Python implementation of Tarjan's algorithm

This article presents Tarjan's algorithm for solving strongly connected components of directed graphs in linear time, with Python code.


Related concepts


Directed graph example

Strongly connected: nodes can reach each other in a directed graph
Strongly connected graph: a directed graph in which any two nodes are strongly connected Strongly connected
component (SCC): a very strongly connected subgraph of a directed graph

low-link value (LLV, Chinese literal translation: low link value): In the depth-first search (DFS) process, the minimum node number (including itself) that a node can reach

Algorithm process


  • Start depth-first search: visit an unvisited node, the number is self-increasing, initialize its LLV as the number, then mark the node as visited, and push it into the stack;
  • Depth-first search callback: if the adjacent node (forward) is in the stack, update the LLV value of the current node;
  • Adjacent node access ends: If the current node is the start node of a strongly connected component (SCC), perform the stack operation until the current node is popped.

Note:
A node that has visited all adjacent nodes (out-degree) does not consider the path to it (in-degree), so as to ensure that the nodes connected in one direction are not in the same strongly connected component.

calculation example


Calculation example 1 is the same as the previous example:
Calculation example 1

Calculation example 2:
Calculation example 2

Code


node.py

from typing import List


class Node(object):
    def __init__(self, id: int, parents: List[int], descendants: List[int]) -> None:
        """
        node initialise
        
        :param id:  node ID
        :param parents:  from which nodes can come to current node directly
        :param descendants:  from current node can go to which nodes directly
        """

        self.id = id
        self.parents = parents
        self.descendants = descendants


algorithm.py

from typing import Dict

from node import Node


class Tarjan(object):
    """
    Tarjan's algorithm
    """
    def __init__(self, nodes: Dict[int, Node]) -> None:
        """
        data initialise
        
        :param nodes:  node dictionary
        """
        
        self.nodes = nodes

        # intermediate data
        self.unvisited_flag = -1
        self.serial = 0  # serial number of current node
        self.num_scc = 0  # current SCC
        self.serials = {
    
    i: self.unvisited_flag for i in nodes.keys()}  # each node's serial number
        self.low = {
    
    i: 0 for i in nodes.keys()}  # each node's low-link value
        self.stack = []  # node stack
        self.on_stack = {
    
    i: False for i in nodes.keys()}  # if each node on stack

        # run algorithm
        self.list_scc = []  # final result
        self._find_scc()

    def _find_scc(self):
        """
        algorithm main function
        """

        for i in self.nodes.keys():
            self.serials[i] = self.unvisited_flag

        for i in self.nodes.keys():
            if self.serials[i] == self.unvisited_flag:
                self._dfs(node_id_at=i)

        # result process
        dict_scc = {
    
    }
        for i in self.low.keys():
            if self.low[i] not in dict_scc.keys():
                dict_scc[self.low[i]] = [i]
            else:
                dict_scc[self.low[i]].append(i)
        self.list_scc = list(dict_scc.values())

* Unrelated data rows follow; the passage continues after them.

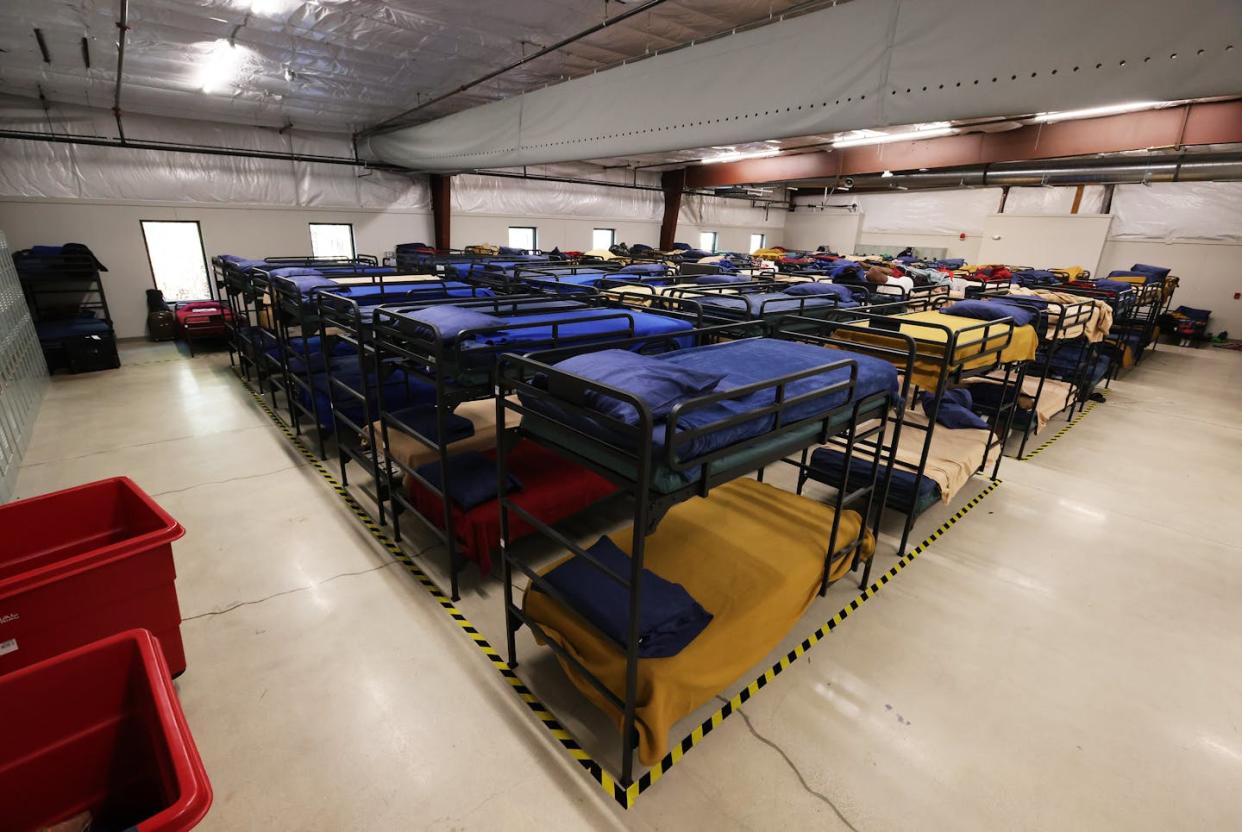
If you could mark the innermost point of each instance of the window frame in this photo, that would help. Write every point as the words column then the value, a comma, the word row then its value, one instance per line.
column 353, row 240
column 534, row 236
column 612, row 232
column 203, row 252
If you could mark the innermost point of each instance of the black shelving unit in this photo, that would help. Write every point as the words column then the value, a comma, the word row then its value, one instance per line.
column 65, row 292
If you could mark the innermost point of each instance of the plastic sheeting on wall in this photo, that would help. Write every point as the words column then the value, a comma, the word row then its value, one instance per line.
column 1053, row 200
column 473, row 194
column 950, row 211
column 1179, row 212
column 42, row 169
column 707, row 211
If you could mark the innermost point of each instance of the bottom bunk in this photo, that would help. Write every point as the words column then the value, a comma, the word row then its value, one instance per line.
column 749, row 554
column 954, row 456
column 542, row 482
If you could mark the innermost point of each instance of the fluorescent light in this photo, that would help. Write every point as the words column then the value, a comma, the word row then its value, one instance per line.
column 219, row 66
column 884, row 138
column 738, row 157
column 1094, row 112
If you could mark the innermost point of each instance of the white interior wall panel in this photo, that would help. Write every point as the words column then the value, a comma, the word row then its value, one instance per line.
column 858, row 65
column 1045, row 241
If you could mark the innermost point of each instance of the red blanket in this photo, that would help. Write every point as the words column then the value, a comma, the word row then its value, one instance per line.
column 552, row 489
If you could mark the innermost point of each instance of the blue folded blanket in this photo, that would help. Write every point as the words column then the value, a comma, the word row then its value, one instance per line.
column 668, row 616
column 990, row 311
column 954, row 410
column 471, row 478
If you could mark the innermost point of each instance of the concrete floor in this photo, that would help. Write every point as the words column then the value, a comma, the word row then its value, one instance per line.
column 1066, row 657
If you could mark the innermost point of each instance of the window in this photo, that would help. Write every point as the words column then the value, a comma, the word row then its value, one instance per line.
column 604, row 239
column 174, row 250
column 522, row 236
column 332, row 240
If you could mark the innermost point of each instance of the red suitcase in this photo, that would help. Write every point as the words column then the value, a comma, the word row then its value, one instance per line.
column 85, row 563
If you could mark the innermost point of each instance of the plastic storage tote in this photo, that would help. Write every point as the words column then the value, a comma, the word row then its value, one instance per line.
column 98, row 729
column 85, row 563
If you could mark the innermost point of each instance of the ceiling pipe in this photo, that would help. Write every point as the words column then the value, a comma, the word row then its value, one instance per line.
column 211, row 150
column 122, row 26
column 1222, row 167
column 396, row 121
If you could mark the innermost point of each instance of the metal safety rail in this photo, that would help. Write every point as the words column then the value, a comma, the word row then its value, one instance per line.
column 554, row 395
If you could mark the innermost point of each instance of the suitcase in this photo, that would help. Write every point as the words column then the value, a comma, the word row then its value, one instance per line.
column 91, row 353
column 162, row 325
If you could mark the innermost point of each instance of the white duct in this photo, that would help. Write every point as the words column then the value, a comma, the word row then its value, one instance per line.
column 858, row 65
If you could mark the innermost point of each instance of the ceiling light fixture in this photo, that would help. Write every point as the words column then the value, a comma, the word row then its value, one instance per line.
column 1094, row 112
column 219, row 66
column 884, row 138
column 738, row 157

    def _dfs(self, node_id_at: int):
        """
        algorithm recursion function
        
        :param node_id_at:  current node ID
        """

        self.stack.append(node_id_at)
        self.on_stack[node_id_at] = True
        self.serials[node_id_at] = self.low[node_id_at] = self.serial
        self.serial += 1

        # visit all neighbours
        for node_id_to in self.nodes[node_id_at].descendants:
            if self.serials[node_id_to] == self.unvisited_flag:
                self._dfs(node_id_at=node_id_to)
            
            # minimise the low-link number
            if self.on_stack[node_id_to]:
                self.low[node_id_at] = min(self.low[node_id_at], self.low[node_id_to])

        # After visited all neighbours, if reach start node of current SCC, empty stack until back to start node.
        if self.serials[node_id_at] == self.low[node_id_at]:
            node_id = self.stack.pop()
            self.on_stack[node_id] = False
            self.low[node_id] = self.serials[node_id_at]
            while node_id != node_id_at:
                node_id = self.stack.pop()
                self.on_stack[node_id] = False
                self.low[node_id] = self.serials[node_id_at]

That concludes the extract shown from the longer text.